Harvee

Finding Events in Düsseldorf

21 Oct 2018

Serverless – Getting The Basics In Place

It feels like I have to take a step back and explain to the audience of my blog how data is actually travelling through Harvee. I want to focus on the process of picking up the data, massaging it and then storing it. The following steps describe how this is accomplished:

  1. A python program leveraging the Scrapy framework and another python program accessing the Meetup API capture the events for Düsseldorf and push them onto a Kafka topic.
  2. An Apache Flink job consumes the events and pushes them into an ElasticSearch cluster.
  3. For inventory purposes the job also pushes (some of) the data into other sinks (normalized data goes into a Postgres database, events and venues and their interdependencies end up in a Neo4J graph).
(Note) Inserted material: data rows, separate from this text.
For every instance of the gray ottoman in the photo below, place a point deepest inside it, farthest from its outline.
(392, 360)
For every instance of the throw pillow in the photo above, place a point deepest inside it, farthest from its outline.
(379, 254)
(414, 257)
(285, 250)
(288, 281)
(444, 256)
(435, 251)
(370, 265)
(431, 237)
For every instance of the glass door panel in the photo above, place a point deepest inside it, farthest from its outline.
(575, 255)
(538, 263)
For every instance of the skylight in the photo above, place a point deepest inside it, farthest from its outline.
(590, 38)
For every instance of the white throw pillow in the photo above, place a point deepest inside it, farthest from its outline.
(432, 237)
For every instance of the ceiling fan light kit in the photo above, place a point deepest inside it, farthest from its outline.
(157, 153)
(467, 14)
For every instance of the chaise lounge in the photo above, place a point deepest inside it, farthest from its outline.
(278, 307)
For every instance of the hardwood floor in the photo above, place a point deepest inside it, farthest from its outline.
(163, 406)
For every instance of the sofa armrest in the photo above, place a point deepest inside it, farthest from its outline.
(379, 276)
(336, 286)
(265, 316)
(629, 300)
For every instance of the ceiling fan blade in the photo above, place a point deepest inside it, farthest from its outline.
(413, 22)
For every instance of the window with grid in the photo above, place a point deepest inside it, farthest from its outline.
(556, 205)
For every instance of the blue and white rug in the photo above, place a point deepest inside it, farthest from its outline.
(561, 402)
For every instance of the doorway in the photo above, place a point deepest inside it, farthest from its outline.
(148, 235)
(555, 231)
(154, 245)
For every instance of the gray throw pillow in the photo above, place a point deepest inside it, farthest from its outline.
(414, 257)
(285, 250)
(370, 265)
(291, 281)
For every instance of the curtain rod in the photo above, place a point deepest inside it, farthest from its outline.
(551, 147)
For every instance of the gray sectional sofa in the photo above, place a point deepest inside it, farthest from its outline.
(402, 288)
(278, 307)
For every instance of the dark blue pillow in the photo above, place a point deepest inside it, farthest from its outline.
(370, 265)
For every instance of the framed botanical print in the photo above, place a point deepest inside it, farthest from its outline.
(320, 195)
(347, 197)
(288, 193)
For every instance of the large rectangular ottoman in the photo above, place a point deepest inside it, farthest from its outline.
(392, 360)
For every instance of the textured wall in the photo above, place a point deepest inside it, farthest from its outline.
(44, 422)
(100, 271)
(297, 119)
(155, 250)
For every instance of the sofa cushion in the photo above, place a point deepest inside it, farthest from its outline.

The graph will be the basis of the Serverless/AWS Lambda implementation. As mentioned it stores event and venues and in Neo4J terms these are modelled as nodes. An event node does not contain the date when it is actually happening, this is stored as a relationship. There might be multiple relationships between an event and a venue because events might be reoccuring (a theatre performance might be shown every day of the week).

Neo4J Graph

In order to calculate the distance between venues and suggest other events happening close by (which is what the Lambda proximity search function is supposed to do later) it is required to know at which coordinates a certain venue is placed. When the data comes back from the Meetup API it contains this information already, but not all data scraped from websites will contain geo coordinates. To make sure the coordinates are available for all venues an asynchronous process was introduced for the Apache Flink job consuming the events to run all venues without coordinates against the Foursquare API and get that data back.

public class AsyncFoursquareRequest extends RichAsyncFunction { ... }

Calculating the distance between venues who carry coordinates is easily done in Neo4j e.g. using spatial functions, which requires the longitude and latitude to be set as labels for each node.

Neo4J Spatial Relationship

To be able to expose the graph data on the Internet for the AWS Lambda function to access it an additional Hetzner cx11 cloud server was provisioned which is running the Neo4J database in a container (orchestrated by Rancher).

The last open item was now to make sure the data is fed into the Neo4j database running in the cloud. So far the event processing and population of inventory data was tightly coupled meaning the inventory processing would be directly triggered from within the Flink event job. The design had to be changed to introduce another topic on Kafka where only inventory related data is pushed into from the events job. There are now multiple (additional) inventory jobs (one per environment) consuming data and pushing it further into the respective environment (which includes an on-premise Neo4J database for preproduction and the production one in the Hetzner cloud).

Flink Dashboard

Having a Neo4J database exposed to the Internet with data including geo coordinates forms the basis for my serverless function to be implemented, which I will explain in the next blog entry.